Hand crafted stuff can be amazing. Ever try home made beer? If the brewer knows his stuff (and they generally do), it beats hell out of store bought. Pssst... words to the wise; get a taste before buying, and ask 'em for some "Strawberry Panty Dropper."

I judge. I know.


Joe


----------



## smburnette

Genuine Appalachian Kentucky moonshine costs 15 dollars per quart. The flavored variety(apple pie, blueberry cobbler, peach cobbler, etc) is 15 dollars per pint... I am right in the heart of it and can tell you that while entertaining, that show is far from the truth. It makes us look like ******* idiots..


----------



## pdisme

Well on the plus side, the show was in Virginia I think. 

That's interesting though; if there's something inherently better about this stuff, I don't understand why legal distilleries aren't lining up to produce it? I read there's only a few places that legally produce 'white whiskey'.


----------



## Scott W.

I make apple pie moonshine at home using ever clear, apple cider,apple juice, cinnamon and whipped cream vodka. It's 60 proof and I can make 2 gallons for 60 bucks. It's like when that one dude cut the shine with apple juice. 2 pints and your good.


----------



## smburnette

An interesting side note. Charred shine is normally faked most of the time. Put a tablespoon of Pepsi in a quart of clear shine and it will sell as aged, charred shine to the tourists for a higher price.


----------



## smburnette

scottw said:


> I make apple pie moonshine at home using ever clear, apple cider,apple juice, cinnamon and whipped cream vodka. It's 60 proof and I can make 2 gallons for 60 bucks. It's like when that one dude cut the shine with apple juice. 2 pints and your good.


Replace the apple with peach juice, jar with half a peach, and you have peach cobbler..


----------



## Scott W.

smburnette said:


> Replace the apple with peach juice, jar with half a peach, and you have peach cobbler..


I'll try that next. My brother and our wives drank a gallon of shine in one night, good stuff.


----------



## AStateJB

pdisme said:


> Hmm, but when it gets that high in alcohol content I don't think you can really taste anything? And if that's the case, I can buy a gallon of Everclear 151 proof for $50 legally. Hell in New Orleans you can buy a bottle of 190 proof lol.


Believe it or not... true moonshine when made correctly is INCREDIBLY smooth! I've had homemade apple pie moonshine that was somewhere in the neighborhood of 130 proof and I could easily drink it straight. No burn, no rubbing alcohol flavor... just sweet apple pie goodness!


----------



## pdisme

Interesting; sounds like there's more to it than meets the eye in that case. And I guess the illegal aspect is simply the proof is too high to sell and/or liquor license costs are too high or impossible to obtain in the state in question?


----------



## Scott W.

The illegal aspect is the fact that the moonshiners do not pay taxes on the liquor they sell nor to they conform to the regulations other distillers do. The liquid itself is not illegal in any way.


----------



## Beer Alchemist

scottw said:


> The illegal aspect is the fact that the moonshiners do not pay taxes on the liquor they sell nor to they conform to the regulations other distillers do. The liquid itself is not illegal in any way.
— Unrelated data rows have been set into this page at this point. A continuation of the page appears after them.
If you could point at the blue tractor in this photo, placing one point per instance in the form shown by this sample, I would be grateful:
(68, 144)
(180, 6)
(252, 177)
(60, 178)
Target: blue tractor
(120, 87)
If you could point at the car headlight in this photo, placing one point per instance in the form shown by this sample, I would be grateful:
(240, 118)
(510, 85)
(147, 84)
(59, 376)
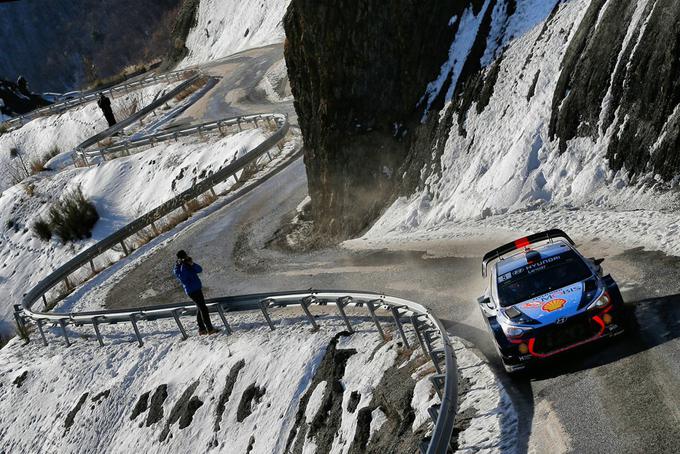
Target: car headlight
(603, 301)
(513, 331)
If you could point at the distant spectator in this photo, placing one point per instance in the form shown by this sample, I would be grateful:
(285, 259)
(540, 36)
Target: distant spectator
(104, 104)
(187, 272)
(22, 84)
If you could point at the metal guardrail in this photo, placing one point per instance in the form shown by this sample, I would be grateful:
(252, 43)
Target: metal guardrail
(428, 329)
(134, 117)
(85, 97)
(177, 133)
(149, 219)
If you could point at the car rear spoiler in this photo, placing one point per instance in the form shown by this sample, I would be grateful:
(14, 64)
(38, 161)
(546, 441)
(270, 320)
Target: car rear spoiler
(496, 254)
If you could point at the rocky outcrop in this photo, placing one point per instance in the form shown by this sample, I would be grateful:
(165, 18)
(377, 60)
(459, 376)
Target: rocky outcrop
(358, 71)
(521, 83)
(617, 52)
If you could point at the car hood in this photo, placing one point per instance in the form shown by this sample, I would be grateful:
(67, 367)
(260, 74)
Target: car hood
(547, 308)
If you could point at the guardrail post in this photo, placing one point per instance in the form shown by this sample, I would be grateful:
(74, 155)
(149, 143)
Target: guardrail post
(133, 319)
(39, 323)
(340, 305)
(438, 381)
(227, 328)
(264, 304)
(175, 315)
(305, 303)
(416, 326)
(436, 355)
(95, 325)
(433, 411)
(396, 315)
(21, 326)
(371, 310)
(62, 324)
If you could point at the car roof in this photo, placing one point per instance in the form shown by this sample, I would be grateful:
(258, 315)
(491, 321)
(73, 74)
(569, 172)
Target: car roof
(520, 258)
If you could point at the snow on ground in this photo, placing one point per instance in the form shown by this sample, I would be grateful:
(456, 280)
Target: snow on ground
(226, 27)
(63, 132)
(507, 173)
(121, 189)
(492, 425)
(47, 384)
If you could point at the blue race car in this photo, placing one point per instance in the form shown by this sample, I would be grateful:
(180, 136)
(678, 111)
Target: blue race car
(544, 298)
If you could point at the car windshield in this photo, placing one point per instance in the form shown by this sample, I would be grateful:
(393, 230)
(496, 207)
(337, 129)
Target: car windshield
(541, 277)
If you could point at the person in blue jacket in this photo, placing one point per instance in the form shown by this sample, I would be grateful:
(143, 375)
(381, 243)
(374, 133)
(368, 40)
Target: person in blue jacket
(187, 272)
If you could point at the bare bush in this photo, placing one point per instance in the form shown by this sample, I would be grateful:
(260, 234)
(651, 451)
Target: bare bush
(42, 229)
(73, 217)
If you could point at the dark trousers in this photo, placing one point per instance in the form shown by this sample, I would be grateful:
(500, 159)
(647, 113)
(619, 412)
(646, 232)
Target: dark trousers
(202, 315)
(110, 119)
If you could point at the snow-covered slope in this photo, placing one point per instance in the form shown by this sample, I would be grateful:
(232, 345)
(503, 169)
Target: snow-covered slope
(206, 394)
(500, 155)
(121, 189)
(227, 27)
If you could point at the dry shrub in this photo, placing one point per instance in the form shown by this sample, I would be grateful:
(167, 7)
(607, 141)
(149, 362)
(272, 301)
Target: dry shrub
(73, 217)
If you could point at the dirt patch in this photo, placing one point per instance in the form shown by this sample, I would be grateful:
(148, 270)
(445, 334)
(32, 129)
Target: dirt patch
(20, 379)
(156, 407)
(184, 408)
(141, 406)
(392, 396)
(354, 399)
(187, 416)
(101, 395)
(325, 423)
(71, 417)
(226, 392)
(251, 397)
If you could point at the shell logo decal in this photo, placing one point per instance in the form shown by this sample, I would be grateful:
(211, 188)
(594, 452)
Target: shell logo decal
(554, 305)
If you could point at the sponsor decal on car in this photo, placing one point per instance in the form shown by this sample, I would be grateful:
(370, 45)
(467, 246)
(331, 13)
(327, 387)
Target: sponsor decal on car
(554, 305)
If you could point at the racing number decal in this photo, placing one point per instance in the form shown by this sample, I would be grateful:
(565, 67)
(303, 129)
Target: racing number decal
(554, 305)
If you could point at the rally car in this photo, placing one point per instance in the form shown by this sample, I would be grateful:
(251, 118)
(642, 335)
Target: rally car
(544, 298)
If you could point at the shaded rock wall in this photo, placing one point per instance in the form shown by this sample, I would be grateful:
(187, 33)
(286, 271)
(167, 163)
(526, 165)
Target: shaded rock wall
(358, 70)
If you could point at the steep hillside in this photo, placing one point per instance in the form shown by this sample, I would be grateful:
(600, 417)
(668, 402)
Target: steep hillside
(538, 104)
(63, 44)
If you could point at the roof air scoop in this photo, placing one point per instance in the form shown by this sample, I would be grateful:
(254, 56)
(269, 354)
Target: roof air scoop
(533, 256)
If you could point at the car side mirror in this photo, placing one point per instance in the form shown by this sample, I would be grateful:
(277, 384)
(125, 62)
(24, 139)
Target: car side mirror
(598, 264)
(485, 301)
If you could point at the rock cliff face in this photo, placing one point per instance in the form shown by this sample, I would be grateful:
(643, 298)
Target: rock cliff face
(482, 106)
(358, 71)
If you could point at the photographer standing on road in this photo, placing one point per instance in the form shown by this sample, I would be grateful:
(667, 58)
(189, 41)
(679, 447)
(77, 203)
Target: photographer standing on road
(187, 273)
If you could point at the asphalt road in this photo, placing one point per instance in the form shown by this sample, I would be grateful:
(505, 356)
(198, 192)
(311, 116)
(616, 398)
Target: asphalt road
(619, 396)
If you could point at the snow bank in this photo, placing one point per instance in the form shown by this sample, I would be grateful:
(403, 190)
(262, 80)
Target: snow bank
(506, 172)
(41, 387)
(226, 27)
(63, 132)
(121, 189)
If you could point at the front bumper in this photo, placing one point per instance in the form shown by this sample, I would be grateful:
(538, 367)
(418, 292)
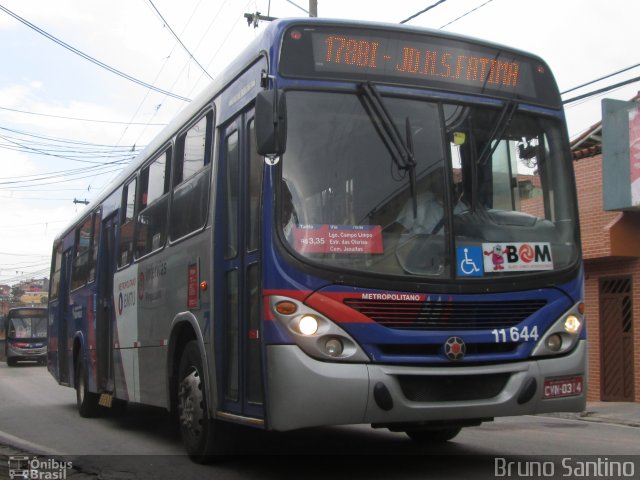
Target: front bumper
(304, 392)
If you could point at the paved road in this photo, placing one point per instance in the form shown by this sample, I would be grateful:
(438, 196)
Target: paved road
(37, 415)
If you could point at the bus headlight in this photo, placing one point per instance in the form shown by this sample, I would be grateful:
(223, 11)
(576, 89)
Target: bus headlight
(314, 333)
(308, 325)
(563, 335)
(333, 347)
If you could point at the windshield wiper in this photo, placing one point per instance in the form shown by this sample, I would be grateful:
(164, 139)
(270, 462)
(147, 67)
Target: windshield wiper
(497, 131)
(401, 150)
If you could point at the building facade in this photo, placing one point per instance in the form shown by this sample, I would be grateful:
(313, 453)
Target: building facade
(611, 250)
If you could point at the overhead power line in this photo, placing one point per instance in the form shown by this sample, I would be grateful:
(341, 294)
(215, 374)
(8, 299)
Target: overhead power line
(90, 58)
(465, 14)
(82, 119)
(601, 78)
(601, 90)
(417, 14)
(175, 35)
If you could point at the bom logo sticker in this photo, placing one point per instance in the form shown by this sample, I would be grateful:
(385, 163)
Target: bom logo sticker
(517, 257)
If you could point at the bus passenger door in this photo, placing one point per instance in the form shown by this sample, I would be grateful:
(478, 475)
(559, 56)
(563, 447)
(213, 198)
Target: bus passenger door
(64, 314)
(238, 334)
(105, 314)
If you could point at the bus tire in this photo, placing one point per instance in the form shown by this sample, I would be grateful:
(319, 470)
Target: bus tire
(87, 401)
(433, 436)
(205, 439)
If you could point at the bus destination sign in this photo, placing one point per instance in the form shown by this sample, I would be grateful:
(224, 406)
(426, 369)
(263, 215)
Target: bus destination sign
(409, 58)
(335, 52)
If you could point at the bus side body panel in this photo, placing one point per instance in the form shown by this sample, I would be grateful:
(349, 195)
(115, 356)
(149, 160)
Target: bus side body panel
(148, 296)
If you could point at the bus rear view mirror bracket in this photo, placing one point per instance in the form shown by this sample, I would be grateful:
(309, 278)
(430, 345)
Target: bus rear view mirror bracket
(271, 123)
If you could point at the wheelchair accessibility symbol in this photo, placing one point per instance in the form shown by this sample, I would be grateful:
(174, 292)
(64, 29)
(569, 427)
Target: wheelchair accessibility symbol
(469, 262)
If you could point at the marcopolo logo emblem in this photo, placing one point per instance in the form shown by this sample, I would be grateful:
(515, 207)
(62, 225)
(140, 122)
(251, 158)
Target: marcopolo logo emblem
(455, 349)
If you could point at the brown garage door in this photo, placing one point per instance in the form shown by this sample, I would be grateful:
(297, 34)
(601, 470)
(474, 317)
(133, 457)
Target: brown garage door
(616, 327)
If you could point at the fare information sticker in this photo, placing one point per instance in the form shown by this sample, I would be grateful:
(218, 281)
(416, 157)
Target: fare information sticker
(341, 239)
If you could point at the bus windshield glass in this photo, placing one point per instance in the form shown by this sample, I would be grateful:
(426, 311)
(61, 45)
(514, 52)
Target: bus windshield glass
(27, 327)
(483, 193)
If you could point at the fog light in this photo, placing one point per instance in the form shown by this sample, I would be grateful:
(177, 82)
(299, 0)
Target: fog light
(308, 325)
(554, 343)
(572, 324)
(333, 347)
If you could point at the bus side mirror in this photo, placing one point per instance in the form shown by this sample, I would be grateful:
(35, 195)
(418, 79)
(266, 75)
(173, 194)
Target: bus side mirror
(271, 123)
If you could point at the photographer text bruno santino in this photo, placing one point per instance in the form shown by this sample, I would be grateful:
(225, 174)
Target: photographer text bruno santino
(565, 467)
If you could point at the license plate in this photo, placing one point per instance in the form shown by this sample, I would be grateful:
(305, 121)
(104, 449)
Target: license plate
(563, 387)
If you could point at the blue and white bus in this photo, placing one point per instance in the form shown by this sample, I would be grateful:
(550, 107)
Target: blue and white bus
(355, 224)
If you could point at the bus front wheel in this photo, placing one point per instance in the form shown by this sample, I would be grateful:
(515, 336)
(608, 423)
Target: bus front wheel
(87, 401)
(204, 438)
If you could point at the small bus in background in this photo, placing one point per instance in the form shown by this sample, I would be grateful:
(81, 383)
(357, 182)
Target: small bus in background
(26, 335)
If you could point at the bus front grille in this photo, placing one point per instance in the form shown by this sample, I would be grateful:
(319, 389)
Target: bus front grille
(452, 388)
(446, 315)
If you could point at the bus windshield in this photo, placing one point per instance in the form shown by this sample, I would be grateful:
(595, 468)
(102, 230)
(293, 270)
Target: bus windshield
(27, 327)
(483, 191)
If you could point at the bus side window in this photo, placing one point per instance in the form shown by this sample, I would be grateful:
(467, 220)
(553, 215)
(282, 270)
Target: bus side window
(57, 267)
(82, 260)
(125, 247)
(153, 201)
(192, 176)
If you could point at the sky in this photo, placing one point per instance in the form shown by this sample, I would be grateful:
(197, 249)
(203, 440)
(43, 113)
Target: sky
(67, 125)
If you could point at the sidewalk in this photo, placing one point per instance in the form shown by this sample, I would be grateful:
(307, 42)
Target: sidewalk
(620, 413)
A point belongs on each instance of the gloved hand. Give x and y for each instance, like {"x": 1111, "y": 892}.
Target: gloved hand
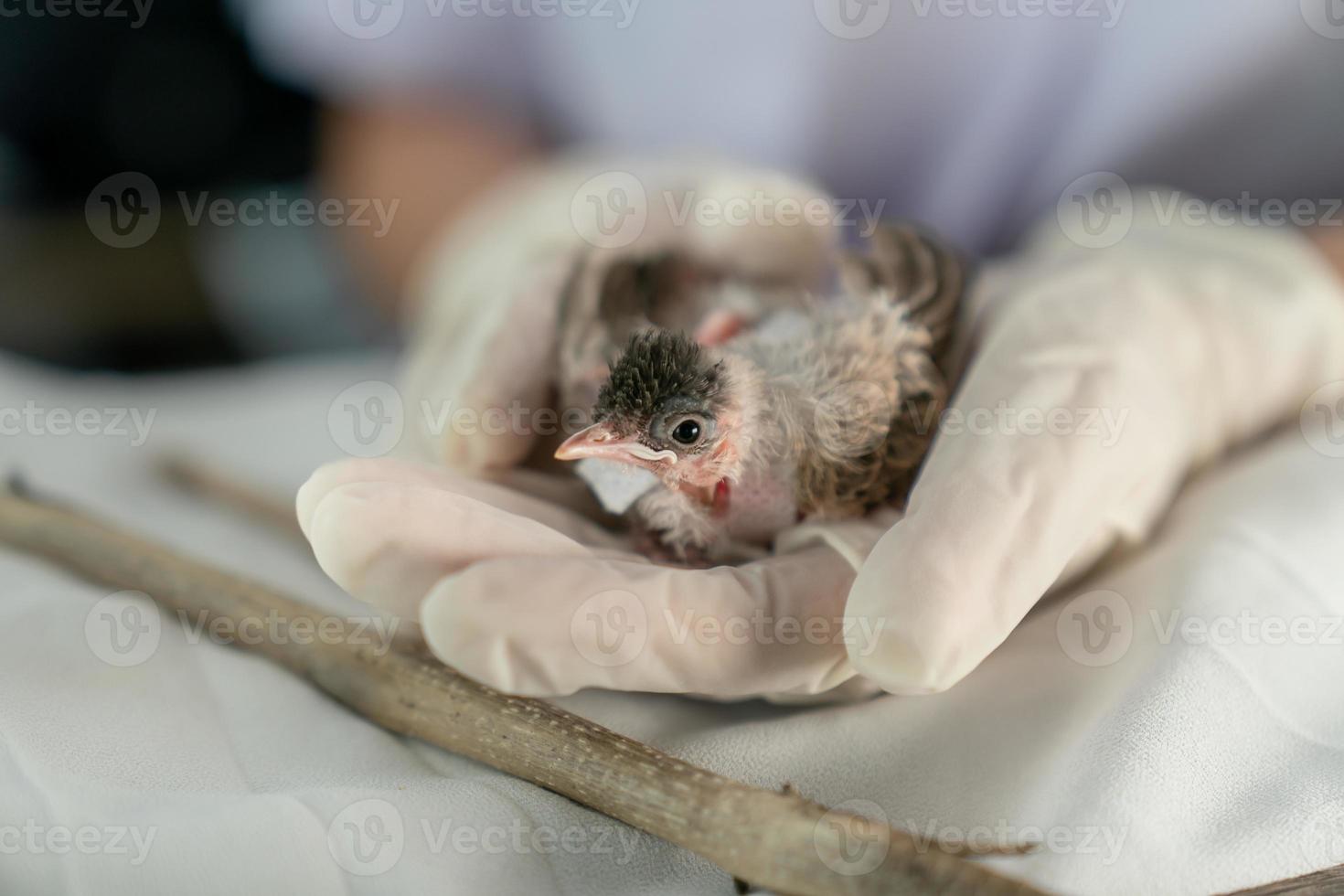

And the slew of regulations that are broken. Of course like you said, that is all about the protection of tax revenue. What makes me laugh is my homebrew shop, like many, sell distillation equipment along with books on it and all the ingredients, but of course it's only for water distillation. I still haven't figured out what one would need turbo yeast and an oak barrel for water distillation though.

I don't see why the price would be so high other than the illegal aspect of it. Then it gets into supply/demand. Perhaps those are prices in dry counties.


----------



## pdisme

Beer Alchemist said:


> I don't see why the price would be so high other than the illegal aspect of it. Then it gets into supply/demand. Perhaps those are prices in dry counties.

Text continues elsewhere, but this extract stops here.